Là où l'Église catholique a erré en prônant la pauvreté, l'Église de la Scientologie a compris que dans un monde capitaliste, tout se fait avec du fric. Même les religions.

Troisième atout de l'Église de la Scientologie: son culte du secret. C'est ce qui rend cette clique mystérieusement séduisante. Les secrets des Chevaliers de Colomb? De la petite bière, à côté de l'opacité de la Scientologie. Il n'existe pas de bible complète de la Scientologie. Aucun livre disponible dans le tiroir du bas des tables de chevet de motel ne rassemble les enseignements de son gourou. On découvre ce qui constitue la Scientologie en devenant scientologue. C'est ludique, comme un jeu vidéo: plus on évolue, plus on accède à des "niveaux" poussés.

Du coup, chaque année, l'Église dépense des fortunes pour museler les ex-membres qui diffusent sur Internet du "matériel" scientologique sous copyright.

Vraiment, l'Église de la Scientologie est la secte parfaite pour notre époque.

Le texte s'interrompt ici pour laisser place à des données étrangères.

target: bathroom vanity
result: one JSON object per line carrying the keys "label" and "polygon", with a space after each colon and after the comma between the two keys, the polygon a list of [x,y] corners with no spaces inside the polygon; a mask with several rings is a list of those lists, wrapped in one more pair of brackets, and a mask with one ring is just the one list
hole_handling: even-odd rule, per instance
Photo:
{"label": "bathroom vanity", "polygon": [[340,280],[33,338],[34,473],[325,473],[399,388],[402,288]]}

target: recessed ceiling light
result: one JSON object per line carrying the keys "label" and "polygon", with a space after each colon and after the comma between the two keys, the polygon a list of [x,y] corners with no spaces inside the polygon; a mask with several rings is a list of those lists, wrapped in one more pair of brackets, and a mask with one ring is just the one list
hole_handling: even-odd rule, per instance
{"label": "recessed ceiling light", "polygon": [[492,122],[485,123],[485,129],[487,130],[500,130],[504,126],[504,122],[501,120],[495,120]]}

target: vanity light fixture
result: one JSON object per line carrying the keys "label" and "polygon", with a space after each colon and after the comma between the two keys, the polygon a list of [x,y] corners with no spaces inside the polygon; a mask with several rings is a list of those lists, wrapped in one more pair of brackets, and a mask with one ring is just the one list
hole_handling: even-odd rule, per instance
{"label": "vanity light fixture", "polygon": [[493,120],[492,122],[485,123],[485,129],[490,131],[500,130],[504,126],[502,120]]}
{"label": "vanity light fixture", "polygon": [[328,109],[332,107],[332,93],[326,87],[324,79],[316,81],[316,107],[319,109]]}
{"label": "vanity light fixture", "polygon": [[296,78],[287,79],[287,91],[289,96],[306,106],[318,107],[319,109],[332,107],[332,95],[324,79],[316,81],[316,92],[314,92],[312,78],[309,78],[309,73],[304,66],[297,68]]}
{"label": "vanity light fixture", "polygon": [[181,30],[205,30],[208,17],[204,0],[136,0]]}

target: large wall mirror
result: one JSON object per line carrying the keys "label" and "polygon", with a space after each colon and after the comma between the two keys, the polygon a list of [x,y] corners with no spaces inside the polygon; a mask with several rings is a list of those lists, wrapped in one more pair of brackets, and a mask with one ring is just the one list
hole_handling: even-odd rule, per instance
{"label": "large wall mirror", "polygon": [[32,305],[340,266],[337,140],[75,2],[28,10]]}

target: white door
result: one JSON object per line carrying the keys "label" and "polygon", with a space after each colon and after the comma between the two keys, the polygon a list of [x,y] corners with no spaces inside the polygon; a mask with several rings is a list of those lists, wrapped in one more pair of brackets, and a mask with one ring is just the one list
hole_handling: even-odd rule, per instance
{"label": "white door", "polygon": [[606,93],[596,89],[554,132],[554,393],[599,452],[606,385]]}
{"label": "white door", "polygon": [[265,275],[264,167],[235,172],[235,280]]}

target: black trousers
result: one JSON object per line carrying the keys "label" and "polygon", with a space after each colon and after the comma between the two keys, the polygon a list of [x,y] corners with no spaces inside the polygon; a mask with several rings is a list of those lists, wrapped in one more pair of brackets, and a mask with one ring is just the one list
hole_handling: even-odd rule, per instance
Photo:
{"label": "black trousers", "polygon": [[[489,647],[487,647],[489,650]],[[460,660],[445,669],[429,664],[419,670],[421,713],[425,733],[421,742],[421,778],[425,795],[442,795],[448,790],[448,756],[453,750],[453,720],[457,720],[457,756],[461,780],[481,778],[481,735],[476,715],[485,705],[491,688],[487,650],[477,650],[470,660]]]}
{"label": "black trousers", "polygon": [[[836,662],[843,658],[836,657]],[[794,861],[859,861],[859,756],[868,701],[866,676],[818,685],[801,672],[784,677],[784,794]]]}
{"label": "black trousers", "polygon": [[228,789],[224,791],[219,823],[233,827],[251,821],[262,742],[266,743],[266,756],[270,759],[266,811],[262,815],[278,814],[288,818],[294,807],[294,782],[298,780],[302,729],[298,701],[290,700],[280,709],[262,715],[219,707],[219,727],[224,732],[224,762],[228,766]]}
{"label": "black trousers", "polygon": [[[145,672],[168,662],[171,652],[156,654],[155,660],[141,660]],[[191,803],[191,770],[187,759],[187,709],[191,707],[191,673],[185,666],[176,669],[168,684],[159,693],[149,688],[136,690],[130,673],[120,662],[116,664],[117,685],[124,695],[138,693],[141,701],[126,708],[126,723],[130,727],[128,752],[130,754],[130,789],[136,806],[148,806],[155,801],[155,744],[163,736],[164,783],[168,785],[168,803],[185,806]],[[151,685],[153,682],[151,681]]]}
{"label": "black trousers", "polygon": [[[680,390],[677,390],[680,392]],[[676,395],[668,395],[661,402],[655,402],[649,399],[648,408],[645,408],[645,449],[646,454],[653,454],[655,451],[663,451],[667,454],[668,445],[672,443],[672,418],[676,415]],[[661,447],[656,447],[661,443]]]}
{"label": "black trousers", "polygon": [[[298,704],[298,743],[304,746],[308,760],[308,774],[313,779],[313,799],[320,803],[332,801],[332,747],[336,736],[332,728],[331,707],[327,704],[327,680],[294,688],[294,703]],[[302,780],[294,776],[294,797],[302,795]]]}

Une religion basée sur une simili-science, l'idéal pour une société qui ne croit plus en la magie. Un culte qui prône le développement de soi, de SA puissance mentale, de SA spiritualité, tout pour séduire les nombrilistes que nous sommes. Une secte, enfin, qui vend ses produits et services, en accord avec les us et coutumes de la société de consommation.

N'en déplaise à Jean Grégoire et à ses acolytes d'Anonymous qui, samedi prochain, manifesteront encore une fois devant les locaux de l'Église de la Scientologie, ils doivent reconnaître une chose: L. Ron Hubbard était un génie.